In the first part of this article we’ve been focusing on debugging React Native apps through React Native Debugger, Chrome or other tools which main goal was displaying the output of Javascript console and inspecting variable contents. This part will cover our app’s performance check which could be a good starting point of every optimisation process.

Let’s start with some theory. To be able to successfully speed up our app it’s important to understand some concepts behind the communication between Javascript and Native part of React Native and how it handles operations.

One thing you need to know and understand is that, there are two separate worlds which exist simultaneously in our React Native apps – JavaScript, in which you write your code and Native, iOS/Android world, speaking more low level.

In order to be able to provide developers with such a smooth and easy experience and let them code mobile apps in their favourite programming language, which of course is Javascript, some sort of communication has to exist. In simplification, you write your app in Javascript, giving it instructions how it should look and behave and those commands have to be transmitted to the Native world, and more importantly they have to be available to be understood by it.

Part of React Native responsible for handling JS and Native communication is called the bridge.

If you previously worked with some backend code you probably heard the concept of message queues (like Kafka, RabbitMQ etc). Their job is to receive the message with a payload and transmit it to another part of our backend services. The bridge in React Native acts the same way. It gets our Javascript queries, transform them to JSON payloads, and call the responsible Native modules. All the communication is made asynchronously which makes it a non-blocking operation.

But, the bridge can be too busy sometimes

While addressing performance issues, a good thing to know is how to check what’s going through our bridge.
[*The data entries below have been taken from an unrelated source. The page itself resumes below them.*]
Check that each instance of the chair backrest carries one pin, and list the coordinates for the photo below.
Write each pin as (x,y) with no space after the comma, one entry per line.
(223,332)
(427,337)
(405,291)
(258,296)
Awareness is a first step of making optimisations.

One way to do it, is through providing a spy function to the MessageQueue module:

import MessageQueue from 'react-native/Libraries/BatchedBridge/MessageQueue.js';

MessageQueue.spy(msg => { console.log(msg) });

It produces an output with the following structure:

    type: “…", // The call type: 1 means that the call was made from JS to Native, 0 otherwise
    module: “…", // Called module
    method: “…", // Module method
    args: “…" // Passed args

There is also another way of diving into React Native’s Bridge communication – npm module called Snoopy.

Snoopy gives you some more abilities to filter message queue calls based on where they came from, module name or called method.

JavaScript performance

Great tool for detecting performance issues in our Javascript code is React Native Slowlog, which in just a single line of code in your View, allows you to find slow operations.

Getting started with React Native Slowlog is quite easy. All you need to do is installing it via npm:

npm i -S react-native-slowlog

After that, add just one line in your component’s constructor:

slowlog(this, /.*/)

Then when running your app, you’ll see a yellow box (which React Native normally uses shows warnings) which calls were slow and time of their execution.

Common performance pitfalls

  • slow navigation
  • memory leaks
  • waiting for blocking operations instead of asynchronous calls
  • large lists and infinite scroll

Avoiding these should make your app run smoother. Also when your app runs slow, they are good starting points to make optimisations.

I hope these small tips will be a good inspiration for you in your journey to creating reliable, fast and secure apps in React Native.

In case you need more insight into your app’s performance metrics you should consider running your production build with Android’s systrace or Instruments on iOS. They’re well covered in the official RN docs Performance chapter.